I tried to use the definition of derivative or the triangle inequality but I didn't find the solution.
On
One approach mentioned above is to show that the derivative exists and is equal to zero. Let's try to do something more elementary.

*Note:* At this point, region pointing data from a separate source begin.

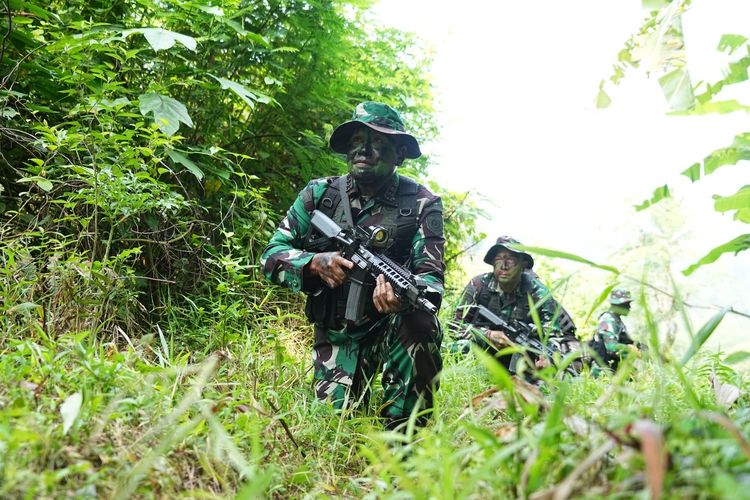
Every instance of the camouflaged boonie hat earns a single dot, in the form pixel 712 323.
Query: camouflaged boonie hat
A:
pixel 619 296
pixel 379 117
pixel 507 243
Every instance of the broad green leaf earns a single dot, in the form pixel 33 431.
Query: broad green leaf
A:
pixel 735 246
pixel 740 201
pixel 729 43
pixel 247 95
pixel 168 112
pixel 161 39
pixel 693 172
pixel 723 157
pixel 70 409
pixel 702 335
pixel 44 184
pixel 677 90
pixel 182 159
pixel 737 357
pixel 659 194
pixel 565 255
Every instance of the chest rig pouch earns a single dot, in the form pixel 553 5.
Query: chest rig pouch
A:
pixel 328 307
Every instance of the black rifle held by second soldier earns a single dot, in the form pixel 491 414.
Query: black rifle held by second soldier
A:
pixel 516 331
pixel 410 289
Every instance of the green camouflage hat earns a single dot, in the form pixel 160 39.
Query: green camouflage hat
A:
pixel 507 242
pixel 619 296
pixel 379 117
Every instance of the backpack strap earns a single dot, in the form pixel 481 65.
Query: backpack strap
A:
pixel 327 204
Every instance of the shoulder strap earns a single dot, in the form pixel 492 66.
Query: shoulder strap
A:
pixel 327 204
pixel 406 222
pixel 331 197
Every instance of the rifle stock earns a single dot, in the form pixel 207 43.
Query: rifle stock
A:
pixel 411 290
pixel 516 331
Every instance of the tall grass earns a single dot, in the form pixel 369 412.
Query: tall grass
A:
pixel 216 401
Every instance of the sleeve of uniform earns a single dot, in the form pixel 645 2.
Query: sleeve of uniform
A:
pixel 428 242
pixel 283 259
pixel 547 308
pixel 458 328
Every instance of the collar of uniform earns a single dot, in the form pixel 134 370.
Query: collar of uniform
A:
pixel 386 194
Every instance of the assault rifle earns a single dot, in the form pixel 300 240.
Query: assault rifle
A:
pixel 517 331
pixel 410 289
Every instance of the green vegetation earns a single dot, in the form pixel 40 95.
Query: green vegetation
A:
pixel 147 149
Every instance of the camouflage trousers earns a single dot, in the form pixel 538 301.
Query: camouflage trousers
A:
pixel 406 347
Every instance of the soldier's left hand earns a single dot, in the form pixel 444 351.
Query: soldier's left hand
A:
pixel 384 297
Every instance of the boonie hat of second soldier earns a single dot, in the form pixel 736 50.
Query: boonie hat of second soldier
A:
pixel 507 242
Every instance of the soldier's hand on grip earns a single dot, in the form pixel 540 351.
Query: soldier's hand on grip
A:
pixel 384 297
pixel 330 267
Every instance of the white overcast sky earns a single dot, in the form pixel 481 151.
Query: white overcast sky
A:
pixel 516 83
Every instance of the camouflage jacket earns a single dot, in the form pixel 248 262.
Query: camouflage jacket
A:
pixel 514 305
pixel 284 257
pixel 611 331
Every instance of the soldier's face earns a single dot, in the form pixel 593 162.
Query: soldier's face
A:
pixel 372 156
pixel 508 267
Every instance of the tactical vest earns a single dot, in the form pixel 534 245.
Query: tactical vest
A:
pixel 327 308
pixel 521 311
pixel 491 301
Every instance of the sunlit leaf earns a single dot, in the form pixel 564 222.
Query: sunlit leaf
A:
pixel 161 39
pixel 168 112
pixel 703 334
pixel 729 43
pixel 654 4
pixel 245 94
pixel 693 172
pixel 735 246
pixel 69 410
pixel 602 100
pixel 208 9
pixel 740 201
pixel 737 357
pixel 726 394
pixel 739 150
pixel 600 300
pixel 183 160
pixel 677 90
pixel 659 194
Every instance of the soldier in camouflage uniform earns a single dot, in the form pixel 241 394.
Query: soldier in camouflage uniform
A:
pixel 611 342
pixel 405 344
pixel 505 291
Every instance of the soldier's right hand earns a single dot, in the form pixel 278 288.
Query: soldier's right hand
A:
pixel 330 267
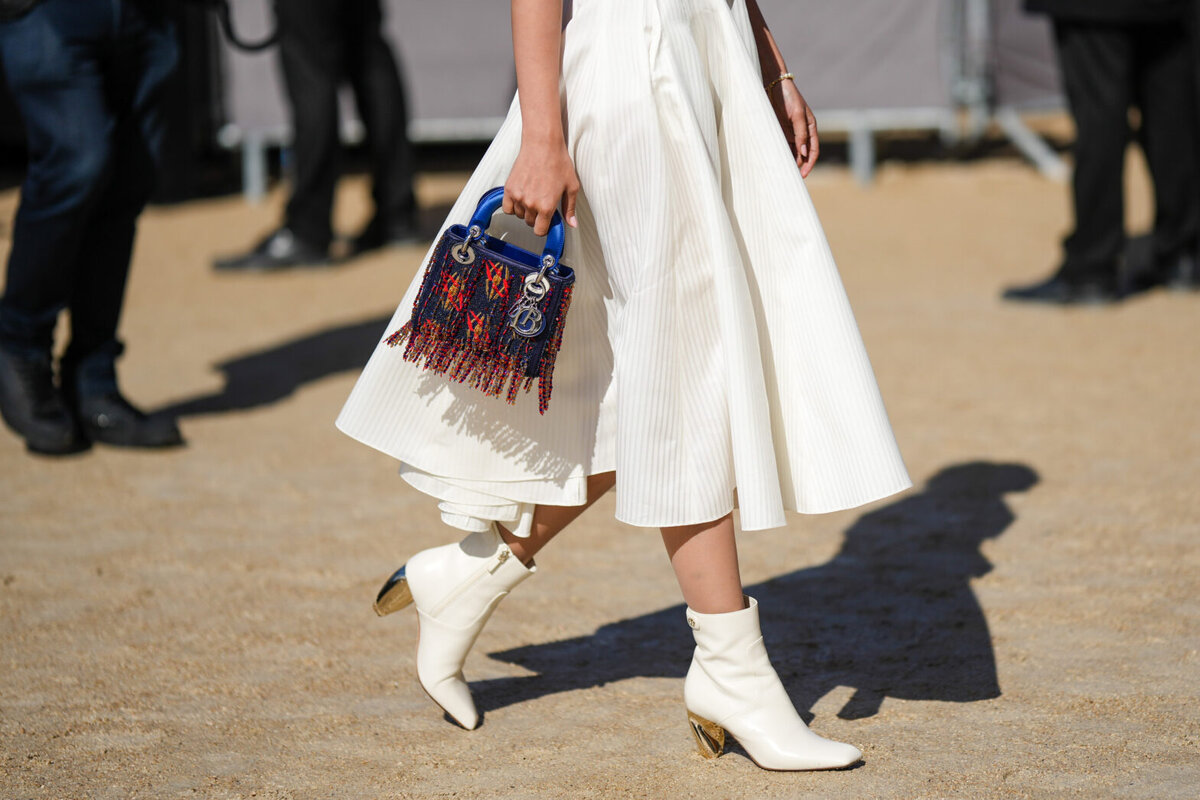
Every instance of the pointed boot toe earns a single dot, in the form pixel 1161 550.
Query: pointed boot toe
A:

Note that by assumption $$|h(b)-h(a)|\le |b-a|^{c+1}.$$
Fix a point $x$ and let $n$ be a positive integer. Write $h(x)-h(0)$ as a telescopic sum and take absolute value (first line), then use triangle inequality (second line), and finally use the assumption, and take limit as $n\to\infty$ (third line):
\begin{align*} |h(x) - h(0)| &= |\sum_{j=1}^n h(\frac{jx}{n})-h(\frac{(j-1)x}{n}) |\\& \le \sum_{j=1}^n |h(\frac{jx}{n}) - h(\frac{(j-1)x}{n})| \\ & \le n|\frac{1}{n} x|^{c+1}=n^{-c}|x|^{c+1}\underset{n\to\infty}{\to} 0 \end{align*}
Therefore $h(x)=h(0)$ for any $x$.
Take $$\underset{h \to 0}{\lim} \frac{|h(x+h)-h(x)|}{h}$$
We have for all $h >0$: $$ 0 \le \frac{|h(x+h)-h(x)|}{h} \le h^c$$
Thus, we have $$0 \le \underset{h \to 0}{\lim}\frac{|h(x+h)-h(x)|}{h} \le \underset{h \to 0}{\lim} h^c =0$$
It follows by the sandwich/squeeze theorem that $$\underset{h \to 0}{\lim}\frac{|h(x+h)-h(x)|}{h} =0 $$
Hence $h$ is differentiable everywhere, and has derivative of 0 everywhere. It follows that it must be a constant function.